Antti PS EDK is a 'beastie' there are some things that just have to made the way EDK expects them to be or major problems can occour.

Reply to
Antti Lukats

"Falk Brunner" schrieb im Newsbeitrag news: snipped-for-privacy@individual.net...

yes and no. XST can handle inout, YES , but:

1) for EDK the _I _O _T useage is required to be "EDK compliant" - this issue has nothing todo with XST inout handling 2) inout use with xilinx tools is an issue sometimes: the control port of ChipScope cores is a single port that is kinda inout as one wire has different direction, that causes very often problems, the chipscope cores are delivered as netlist and used with verilog/vhdl wrapper where the inout port is declared as unidir, this works, usually... sometimes it works better when the wrapper is defined as inout. I am just pointing out that there are cases where the 'inout' or not inout is an issue withing the xilinx toolchain

Antti

Reply to
Antti Lukats

Usually it is a good style of coding not to use inouts inside the design. Especially if the design should be portable to different architectures and tools.

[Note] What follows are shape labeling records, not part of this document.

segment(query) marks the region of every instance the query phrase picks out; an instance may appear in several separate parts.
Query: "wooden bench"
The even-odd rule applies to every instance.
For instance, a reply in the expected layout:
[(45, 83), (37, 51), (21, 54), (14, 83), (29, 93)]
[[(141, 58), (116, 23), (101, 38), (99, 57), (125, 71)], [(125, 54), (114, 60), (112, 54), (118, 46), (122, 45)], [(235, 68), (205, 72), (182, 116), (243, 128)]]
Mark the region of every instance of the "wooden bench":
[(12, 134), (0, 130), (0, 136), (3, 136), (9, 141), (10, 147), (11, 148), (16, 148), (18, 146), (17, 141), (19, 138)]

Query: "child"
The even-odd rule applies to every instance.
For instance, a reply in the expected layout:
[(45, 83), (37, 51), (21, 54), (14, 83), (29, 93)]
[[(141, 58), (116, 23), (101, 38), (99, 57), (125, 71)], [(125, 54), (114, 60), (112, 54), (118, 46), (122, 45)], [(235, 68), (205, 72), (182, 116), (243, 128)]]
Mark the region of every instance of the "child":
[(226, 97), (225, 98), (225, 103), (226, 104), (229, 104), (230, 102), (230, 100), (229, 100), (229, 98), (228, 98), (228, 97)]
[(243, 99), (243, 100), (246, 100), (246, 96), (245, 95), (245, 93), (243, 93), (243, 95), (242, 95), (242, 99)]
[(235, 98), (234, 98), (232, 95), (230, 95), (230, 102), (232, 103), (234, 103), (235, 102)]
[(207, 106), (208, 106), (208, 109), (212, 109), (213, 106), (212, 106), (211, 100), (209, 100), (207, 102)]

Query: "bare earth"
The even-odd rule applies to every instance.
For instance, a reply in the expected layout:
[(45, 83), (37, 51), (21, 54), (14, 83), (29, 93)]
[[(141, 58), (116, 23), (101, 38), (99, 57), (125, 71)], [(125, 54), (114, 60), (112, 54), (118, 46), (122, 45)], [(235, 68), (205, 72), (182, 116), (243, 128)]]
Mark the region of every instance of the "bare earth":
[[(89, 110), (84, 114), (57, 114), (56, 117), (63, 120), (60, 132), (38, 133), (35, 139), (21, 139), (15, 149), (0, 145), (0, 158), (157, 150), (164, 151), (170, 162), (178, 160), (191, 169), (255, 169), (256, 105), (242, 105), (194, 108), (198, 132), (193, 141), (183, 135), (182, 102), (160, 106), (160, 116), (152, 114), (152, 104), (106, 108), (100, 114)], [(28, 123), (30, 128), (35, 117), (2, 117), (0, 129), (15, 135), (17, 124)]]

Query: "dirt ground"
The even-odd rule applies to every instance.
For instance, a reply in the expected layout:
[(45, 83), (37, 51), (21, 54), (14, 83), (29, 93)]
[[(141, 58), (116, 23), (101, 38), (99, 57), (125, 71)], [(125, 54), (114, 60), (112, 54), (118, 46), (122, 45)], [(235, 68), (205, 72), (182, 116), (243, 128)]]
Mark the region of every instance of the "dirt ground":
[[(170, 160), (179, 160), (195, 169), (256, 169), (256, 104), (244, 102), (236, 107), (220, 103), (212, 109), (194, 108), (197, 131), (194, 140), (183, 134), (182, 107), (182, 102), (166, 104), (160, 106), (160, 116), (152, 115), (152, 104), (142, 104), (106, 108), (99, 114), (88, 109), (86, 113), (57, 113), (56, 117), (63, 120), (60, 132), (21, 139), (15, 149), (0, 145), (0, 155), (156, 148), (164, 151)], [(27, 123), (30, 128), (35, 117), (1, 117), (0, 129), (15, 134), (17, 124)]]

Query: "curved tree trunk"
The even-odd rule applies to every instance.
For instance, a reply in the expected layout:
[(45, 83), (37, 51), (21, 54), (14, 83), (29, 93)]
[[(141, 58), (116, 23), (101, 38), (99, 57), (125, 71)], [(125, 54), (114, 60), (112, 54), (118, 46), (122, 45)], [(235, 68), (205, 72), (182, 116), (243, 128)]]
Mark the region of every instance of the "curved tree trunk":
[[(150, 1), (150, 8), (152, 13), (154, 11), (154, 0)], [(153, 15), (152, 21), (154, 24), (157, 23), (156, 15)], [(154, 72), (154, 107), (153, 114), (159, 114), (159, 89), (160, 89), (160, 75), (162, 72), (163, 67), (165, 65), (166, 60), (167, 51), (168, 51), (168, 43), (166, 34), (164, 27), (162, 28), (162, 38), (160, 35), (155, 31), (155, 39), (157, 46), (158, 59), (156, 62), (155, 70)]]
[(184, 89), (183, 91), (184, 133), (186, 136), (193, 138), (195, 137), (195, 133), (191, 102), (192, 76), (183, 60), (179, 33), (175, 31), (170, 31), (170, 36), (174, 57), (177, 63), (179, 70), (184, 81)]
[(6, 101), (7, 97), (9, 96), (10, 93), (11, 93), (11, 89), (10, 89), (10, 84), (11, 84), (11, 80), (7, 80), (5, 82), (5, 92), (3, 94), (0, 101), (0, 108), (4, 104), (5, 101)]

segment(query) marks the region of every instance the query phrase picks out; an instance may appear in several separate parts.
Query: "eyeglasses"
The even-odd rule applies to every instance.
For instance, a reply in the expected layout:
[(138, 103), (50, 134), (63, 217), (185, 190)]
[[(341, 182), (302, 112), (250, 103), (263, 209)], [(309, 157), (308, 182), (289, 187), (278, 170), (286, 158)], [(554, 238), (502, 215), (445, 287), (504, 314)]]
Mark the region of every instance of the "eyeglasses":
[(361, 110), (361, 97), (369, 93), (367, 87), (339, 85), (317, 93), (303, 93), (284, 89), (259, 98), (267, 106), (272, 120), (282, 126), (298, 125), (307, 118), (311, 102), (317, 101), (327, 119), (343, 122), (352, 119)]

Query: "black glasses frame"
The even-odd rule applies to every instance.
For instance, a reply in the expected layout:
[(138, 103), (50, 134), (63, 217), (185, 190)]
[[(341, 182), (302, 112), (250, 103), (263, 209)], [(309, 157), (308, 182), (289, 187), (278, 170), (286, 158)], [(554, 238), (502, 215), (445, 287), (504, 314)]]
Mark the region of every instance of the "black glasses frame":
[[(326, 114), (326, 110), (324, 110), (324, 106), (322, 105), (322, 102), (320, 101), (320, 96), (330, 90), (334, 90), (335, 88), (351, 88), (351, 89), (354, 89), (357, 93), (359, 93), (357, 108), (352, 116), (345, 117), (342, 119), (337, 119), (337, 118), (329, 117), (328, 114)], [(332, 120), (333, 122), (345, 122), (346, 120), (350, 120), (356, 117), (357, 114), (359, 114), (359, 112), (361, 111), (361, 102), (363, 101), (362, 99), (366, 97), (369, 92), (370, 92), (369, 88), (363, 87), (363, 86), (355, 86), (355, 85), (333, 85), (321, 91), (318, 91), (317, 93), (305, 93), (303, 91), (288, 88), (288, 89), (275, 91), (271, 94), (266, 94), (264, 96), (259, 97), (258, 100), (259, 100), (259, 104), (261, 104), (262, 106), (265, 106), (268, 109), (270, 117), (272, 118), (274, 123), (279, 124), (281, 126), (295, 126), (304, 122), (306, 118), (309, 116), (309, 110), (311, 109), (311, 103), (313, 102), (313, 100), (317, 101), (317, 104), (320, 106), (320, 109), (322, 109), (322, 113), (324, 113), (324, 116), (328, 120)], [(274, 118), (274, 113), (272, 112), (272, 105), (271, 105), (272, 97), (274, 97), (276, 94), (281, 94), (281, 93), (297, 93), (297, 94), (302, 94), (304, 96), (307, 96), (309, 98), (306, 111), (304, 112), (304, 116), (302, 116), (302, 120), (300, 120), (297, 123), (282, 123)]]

Usually IO-pads are implemented at the toplevel, especially in ASIC based designs where the IO-ring is generated usually with automatic tools. Also I have seen formal tools to choke with internal inout ports during RTL->gate verification sometimes.

--Kim

Reply to
Kim Enkovaara

should not

modules, but

Is there a good reason for this school of thought?

Using that concept, when I go to take that top level and create a 4x version of it, I can't just create a new top level with a generate statement. Now I have to go edit a completely working design and convert all the inouts to seperate in's and out's. And if that original block is still being used in the original design, I now have two different versions of the exact same thing that I have to maintain.

Have fun,

Marc

Reply to
Marc Randolph

Mainly ASICs are the reason. Many ASIC tools expect that the topmost level is used for IO-ring, test structures, plls etc. And that level instiates the real functional logic.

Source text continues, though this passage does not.